# retirment.....Favre



## kvernum3 (Aug 8, 2005)

Im sorry you viking fans i dont see how u can say favre should retire when your quarter back brad johonson is what 3 or 4 years older than him, and him and his offence cant put up a touchdown in like 10 quarters,, and oh ya who did the packers just get done spanking...
i think your wishing you had favre on your tema right about now


----------



## KEN W (Feb 22, 2002)

Don't you thnk Viking's fans wish Brad Johnson should retire????

They should both hang it up.


----------



## Turner (Oct 7, 2005)

I think the vikings are like Arizona--- it's where old players go to die.


----------



## KEN W (Feb 22, 2002)

Turner said:


> I think the vikings are like Arizona--- it's where old players go to die.
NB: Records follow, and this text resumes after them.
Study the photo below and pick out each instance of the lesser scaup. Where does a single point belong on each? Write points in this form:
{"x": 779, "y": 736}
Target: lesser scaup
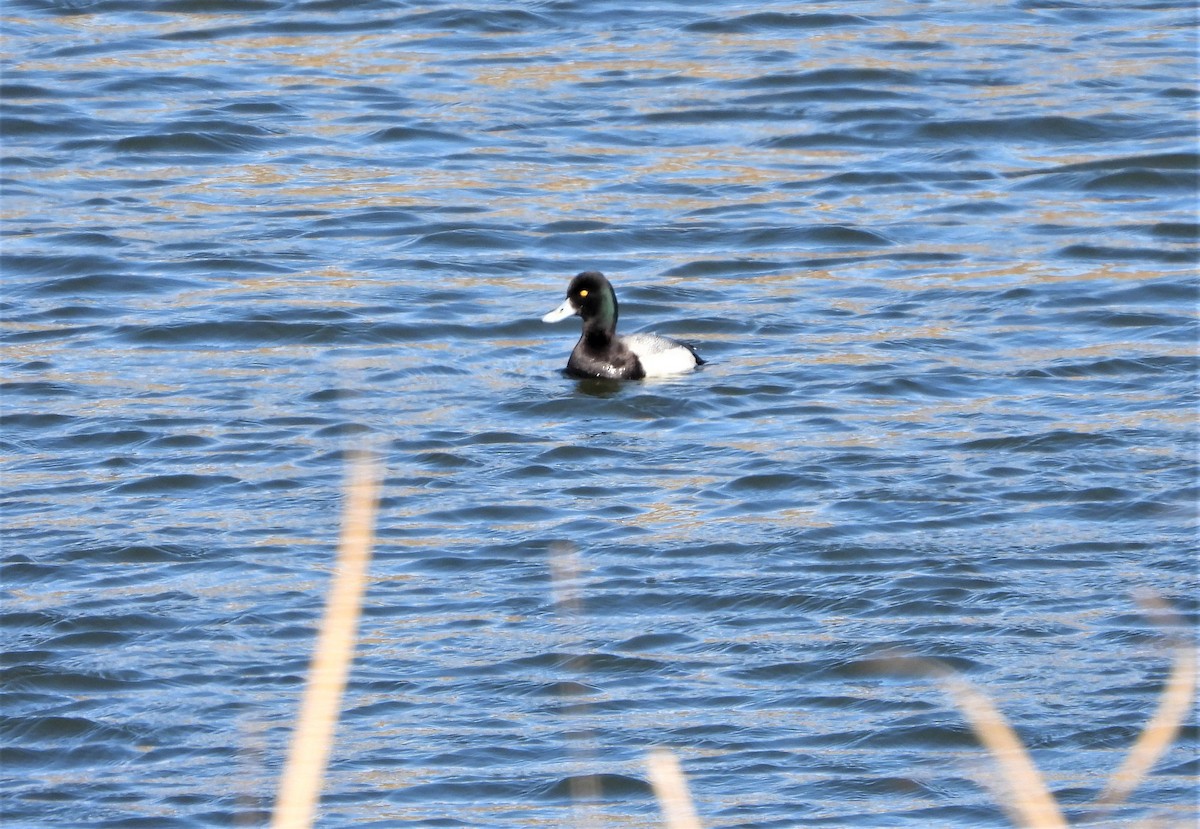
{"x": 600, "y": 352}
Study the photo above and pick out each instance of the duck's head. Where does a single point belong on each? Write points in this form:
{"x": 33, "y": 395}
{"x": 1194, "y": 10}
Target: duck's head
{"x": 591, "y": 296}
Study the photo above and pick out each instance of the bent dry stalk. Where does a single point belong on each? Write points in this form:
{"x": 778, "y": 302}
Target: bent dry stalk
{"x": 309, "y": 752}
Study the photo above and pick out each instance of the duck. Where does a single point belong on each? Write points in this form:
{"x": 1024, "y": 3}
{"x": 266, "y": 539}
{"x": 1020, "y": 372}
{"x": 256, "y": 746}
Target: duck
{"x": 600, "y": 353}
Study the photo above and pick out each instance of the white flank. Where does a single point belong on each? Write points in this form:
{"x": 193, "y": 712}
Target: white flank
{"x": 660, "y": 356}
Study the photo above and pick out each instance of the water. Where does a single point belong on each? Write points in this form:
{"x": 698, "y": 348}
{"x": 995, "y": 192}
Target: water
{"x": 940, "y": 258}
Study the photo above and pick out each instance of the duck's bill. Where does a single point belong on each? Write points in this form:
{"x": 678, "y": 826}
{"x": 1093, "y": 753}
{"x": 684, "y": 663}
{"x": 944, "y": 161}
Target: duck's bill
{"x": 562, "y": 312}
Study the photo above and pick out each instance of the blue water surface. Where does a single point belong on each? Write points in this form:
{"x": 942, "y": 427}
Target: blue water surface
{"x": 941, "y": 262}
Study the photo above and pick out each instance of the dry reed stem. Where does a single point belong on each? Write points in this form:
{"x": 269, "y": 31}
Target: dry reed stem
{"x": 671, "y": 788}
{"x": 1030, "y": 803}
{"x": 1158, "y": 734}
{"x": 313, "y": 737}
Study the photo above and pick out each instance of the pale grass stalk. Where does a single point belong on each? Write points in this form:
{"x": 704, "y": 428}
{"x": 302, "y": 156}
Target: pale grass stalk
{"x": 671, "y": 788}
{"x": 313, "y": 737}
{"x": 1030, "y": 802}
{"x": 1158, "y": 734}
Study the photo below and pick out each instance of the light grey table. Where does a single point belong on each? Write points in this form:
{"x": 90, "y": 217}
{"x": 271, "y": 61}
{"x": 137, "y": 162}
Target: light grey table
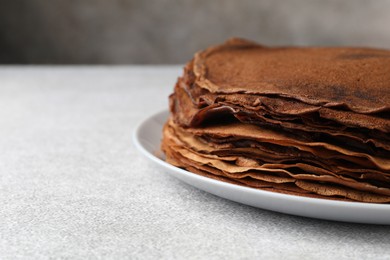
{"x": 72, "y": 184}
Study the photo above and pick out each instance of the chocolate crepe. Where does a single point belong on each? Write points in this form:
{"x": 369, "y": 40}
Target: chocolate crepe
{"x": 304, "y": 121}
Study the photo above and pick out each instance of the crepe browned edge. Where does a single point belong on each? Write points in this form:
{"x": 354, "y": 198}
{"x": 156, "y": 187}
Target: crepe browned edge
{"x": 319, "y": 189}
{"x": 276, "y": 158}
{"x": 278, "y": 110}
{"x": 355, "y": 78}
{"x": 239, "y": 167}
{"x": 285, "y": 108}
{"x": 187, "y": 114}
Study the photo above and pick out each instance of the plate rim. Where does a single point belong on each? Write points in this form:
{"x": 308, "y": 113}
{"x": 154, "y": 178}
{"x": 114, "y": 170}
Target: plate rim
{"x": 285, "y": 197}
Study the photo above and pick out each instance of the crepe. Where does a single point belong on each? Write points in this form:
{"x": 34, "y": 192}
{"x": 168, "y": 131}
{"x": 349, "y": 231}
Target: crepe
{"x": 304, "y": 121}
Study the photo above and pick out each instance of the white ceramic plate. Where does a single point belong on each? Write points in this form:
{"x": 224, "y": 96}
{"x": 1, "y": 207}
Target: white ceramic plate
{"x": 147, "y": 138}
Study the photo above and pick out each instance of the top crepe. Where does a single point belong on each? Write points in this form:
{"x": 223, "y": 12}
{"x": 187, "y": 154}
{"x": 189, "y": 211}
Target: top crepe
{"x": 355, "y": 79}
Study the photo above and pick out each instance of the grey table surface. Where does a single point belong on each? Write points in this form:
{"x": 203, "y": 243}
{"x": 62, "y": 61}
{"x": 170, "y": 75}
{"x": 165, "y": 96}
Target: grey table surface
{"x": 72, "y": 184}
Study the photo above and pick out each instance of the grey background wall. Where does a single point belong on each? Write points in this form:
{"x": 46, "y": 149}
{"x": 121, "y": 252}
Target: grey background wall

I don't see Packerland any different.....Farve will die in a green and gold uni....


----------



## kvernum3 (Aug 8, 2005)

I like how you vikings fans will love your players wen u win and once u lose ur all sayin they should retire...


----------



## Goldy's Pal (Jan 6, 2004)

kvernum3 said:


> I like how you vikings fans will love your players wen u win and once u lose ur all sayin they should retire...


Maybe we just don't enjoy seeing our veteran guys suffer in a par at best organization as much as the packer fans do. Maybe why the viking front office played the lets wait and see game with Johnson before signing him to more money, not a bad move.


----------